Al mio ritorno in Italia gli ho scritto il giorno 23 gennaio all'indirizzo team@cooperativo.ch nella speranza di poter rintracciare, attraverso documenti/informazioni appartenenti alla storia della Società Cooperativa e del Ristorante Cooperativo, eventuali notizie della famiglia di mio nonno (mio padre è nato a Zurigo) che ha vissuto e lavorato a Zurigo 1904 fino al 1914: ero speranzoso in un esito positivo in quanto la famiglia di mio nonno era originaria di Rimini e «La "Società cooperativa" fu fondata nel 1905 da un gruppo di emigrati provenienti nella massima parte dalla Romagna e stabilitisi a Zurigo», come riportato testualmente dal libro di Franca Magnani dal titolo "Una famiglia italiana", editore Feltrinelli 2002, pagina 57; nello stesso tempo facevo anche una sintesi della vita di mio padre: antifascista perseguitato e espatriato, volontario nella guerra di Spagna, internato in Francia, confinato a Ventotene e partigiano sull'Appennino tosco-emiliano;
2) Ho scritto di nuovo al prof. Andrea Ermano all'indirizzo team@cooperativo.ch il 18 febbraio per avere un riscontro della ricezione della mia e-mail; risultati: NON HO MAI AVUTO RISPOSTE AD OGGI (…)

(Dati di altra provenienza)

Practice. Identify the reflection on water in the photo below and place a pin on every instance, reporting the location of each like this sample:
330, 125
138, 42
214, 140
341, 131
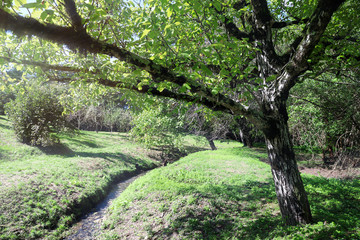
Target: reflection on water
90, 224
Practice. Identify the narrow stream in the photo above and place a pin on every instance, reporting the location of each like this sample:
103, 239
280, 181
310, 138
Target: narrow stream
90, 224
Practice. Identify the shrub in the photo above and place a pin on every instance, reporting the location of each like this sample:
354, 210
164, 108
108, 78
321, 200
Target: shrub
37, 116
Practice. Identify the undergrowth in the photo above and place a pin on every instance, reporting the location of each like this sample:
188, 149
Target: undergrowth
44, 190
227, 194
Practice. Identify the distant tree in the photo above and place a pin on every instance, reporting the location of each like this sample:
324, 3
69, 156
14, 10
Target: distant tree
327, 118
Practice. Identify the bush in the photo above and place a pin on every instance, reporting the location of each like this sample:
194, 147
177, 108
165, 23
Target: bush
37, 116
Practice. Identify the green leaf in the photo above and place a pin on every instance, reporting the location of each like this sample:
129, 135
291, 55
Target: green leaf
206, 70
46, 13
217, 5
32, 5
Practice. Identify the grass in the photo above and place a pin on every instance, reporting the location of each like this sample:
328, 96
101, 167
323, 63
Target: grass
227, 194
43, 190
223, 194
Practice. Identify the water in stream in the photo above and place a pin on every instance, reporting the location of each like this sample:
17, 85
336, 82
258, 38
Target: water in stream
90, 224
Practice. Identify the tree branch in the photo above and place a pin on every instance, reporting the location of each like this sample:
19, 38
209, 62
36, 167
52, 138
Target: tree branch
313, 32
42, 65
73, 14
285, 24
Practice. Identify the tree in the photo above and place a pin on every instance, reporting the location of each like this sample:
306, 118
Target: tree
329, 116
36, 115
239, 57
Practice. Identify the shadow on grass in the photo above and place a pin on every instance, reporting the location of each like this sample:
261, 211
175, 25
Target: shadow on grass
225, 212
112, 157
57, 149
243, 212
334, 200
82, 142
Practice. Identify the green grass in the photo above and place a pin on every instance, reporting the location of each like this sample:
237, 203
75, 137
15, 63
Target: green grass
227, 194
43, 190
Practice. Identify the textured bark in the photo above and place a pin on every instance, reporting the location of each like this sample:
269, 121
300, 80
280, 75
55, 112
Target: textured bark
269, 114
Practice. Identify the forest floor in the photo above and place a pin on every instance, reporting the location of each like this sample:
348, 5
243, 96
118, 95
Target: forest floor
224, 194
228, 194
44, 190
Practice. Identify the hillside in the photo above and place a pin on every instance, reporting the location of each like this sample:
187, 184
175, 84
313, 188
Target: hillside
224, 194
227, 194
43, 190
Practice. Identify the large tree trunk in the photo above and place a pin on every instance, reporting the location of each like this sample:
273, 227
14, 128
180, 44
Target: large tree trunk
290, 191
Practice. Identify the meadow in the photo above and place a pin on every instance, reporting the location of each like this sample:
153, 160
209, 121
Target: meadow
223, 194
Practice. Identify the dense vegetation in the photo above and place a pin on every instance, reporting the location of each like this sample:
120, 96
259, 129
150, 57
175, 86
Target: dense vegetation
239, 57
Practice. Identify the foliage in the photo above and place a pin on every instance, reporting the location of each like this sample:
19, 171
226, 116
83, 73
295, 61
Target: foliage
44, 190
239, 57
36, 116
331, 115
200, 197
156, 129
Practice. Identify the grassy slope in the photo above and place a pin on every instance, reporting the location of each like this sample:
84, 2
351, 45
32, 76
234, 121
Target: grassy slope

Ma che belle parole pronunciate! Avete avuto l'occasione di testarle sulla mia persona e avete FALLITO COMPLETAMENTE!
CONCLUSIONE: Che dire? Non avrei mai immaginato di incontrare tanta spudorata tracotanza in chi si proclama socialista e antifascista, sfruttando la gloria del socialismo e dell'antifascismo per alimentare la propria ascesa sociale. Avete fatto rivoltare nella tomba mio nonno con tutti i figli, espatriati a causa del fascismo, ma chissà pure quanti altri lavoratori e antifascisti: una VERGOGNA!
Gilberto Donati
Premesso che la Sua collera ci pare ingiustificata e che qui non c'è il benché minimo indizio di mail precedenti, il direttore non La conosce e il recapito della nostra redazione è quello da Lei usato oggi red_adl@vtxmail.ch.

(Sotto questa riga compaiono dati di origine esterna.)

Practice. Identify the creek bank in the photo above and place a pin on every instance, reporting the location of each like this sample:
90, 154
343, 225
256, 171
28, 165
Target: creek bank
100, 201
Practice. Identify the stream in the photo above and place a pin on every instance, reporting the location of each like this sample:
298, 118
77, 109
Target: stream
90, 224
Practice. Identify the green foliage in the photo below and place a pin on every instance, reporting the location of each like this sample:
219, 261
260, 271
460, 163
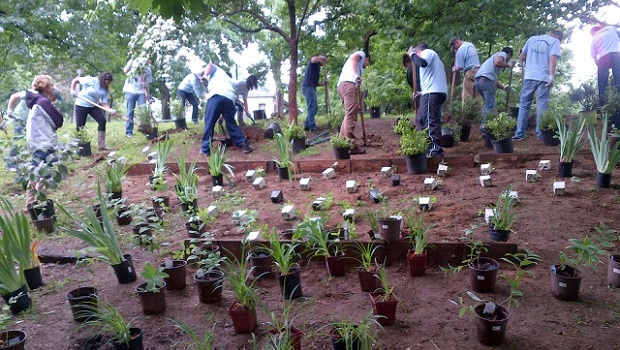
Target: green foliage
571, 138
414, 142
605, 155
500, 125
154, 277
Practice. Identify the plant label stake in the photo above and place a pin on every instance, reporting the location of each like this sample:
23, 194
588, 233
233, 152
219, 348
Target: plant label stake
351, 186
544, 165
485, 181
559, 188
531, 175
386, 171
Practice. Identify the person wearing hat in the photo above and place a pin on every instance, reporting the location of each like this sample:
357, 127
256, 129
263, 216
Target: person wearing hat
348, 85
92, 90
43, 119
433, 90
136, 89
467, 61
191, 89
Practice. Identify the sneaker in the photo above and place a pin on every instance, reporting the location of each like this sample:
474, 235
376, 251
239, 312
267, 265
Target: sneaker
357, 150
245, 148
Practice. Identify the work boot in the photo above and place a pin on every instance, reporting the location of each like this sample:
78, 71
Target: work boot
101, 141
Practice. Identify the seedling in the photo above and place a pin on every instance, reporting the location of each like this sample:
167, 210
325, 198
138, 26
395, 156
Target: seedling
485, 181
259, 183
329, 173
544, 165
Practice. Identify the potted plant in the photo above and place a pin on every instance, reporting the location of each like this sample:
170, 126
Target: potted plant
82, 138
384, 302
217, 165
347, 335
296, 134
321, 245
285, 258
418, 242
146, 123
566, 276
549, 128
152, 293
243, 309
284, 160
491, 318
605, 155
501, 127
571, 141
341, 146
100, 236
177, 109
209, 277
503, 217
414, 145
107, 320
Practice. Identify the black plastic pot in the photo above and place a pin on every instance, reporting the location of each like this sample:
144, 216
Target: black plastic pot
565, 169
603, 180
125, 272
33, 277
291, 284
417, 163
82, 301
20, 300
503, 146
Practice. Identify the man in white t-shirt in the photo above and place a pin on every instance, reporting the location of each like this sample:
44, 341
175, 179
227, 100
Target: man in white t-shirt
433, 90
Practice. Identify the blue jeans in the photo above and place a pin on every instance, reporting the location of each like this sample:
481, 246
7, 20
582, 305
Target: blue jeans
219, 105
133, 100
191, 98
311, 103
531, 87
487, 90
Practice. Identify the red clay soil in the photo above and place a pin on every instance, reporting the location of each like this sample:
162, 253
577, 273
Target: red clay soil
426, 319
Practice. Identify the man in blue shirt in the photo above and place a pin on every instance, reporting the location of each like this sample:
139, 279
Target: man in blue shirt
540, 56
308, 87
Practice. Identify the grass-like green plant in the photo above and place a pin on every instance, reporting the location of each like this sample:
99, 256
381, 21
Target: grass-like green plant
154, 277
504, 217
571, 138
217, 162
100, 236
105, 319
605, 155
414, 142
284, 255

Sulla base di quel che scrive, riteniamo che Suo padre fosse Roberto Donati, nato a Zurigo nel 1905 (v. Data Spanish Civil War). È annoverato tra i dirigenti antifascisti emiliano-romagnoli attivi a Ravenna: «Liberato nell'agosto 1943, in seguito è partigiano, commissario politico nella 36.ma brigata Garibaldi Alessandro Bianconcini. Riconosciuto partigiano con il grado di sottotenente dal 26 luglio 1944 al 22 febbraio 1945», così nel Dizionario Biografico di Albertazzi, Arbizzani e Onofri.
Forse le informazioni che Lei cerca si possono reperire nei vari archivi cantonali o di Stato (in Svizzera, Italia, Francia o Spagna), oppure in fondi collegati alla storia del movimento operaio. Altro non siamo riusciti ad apprendere. Dopodiché provvederemo alla disiscrizione da Lei richiesta. Se cambierà idea, potrà comunque reiscriversi.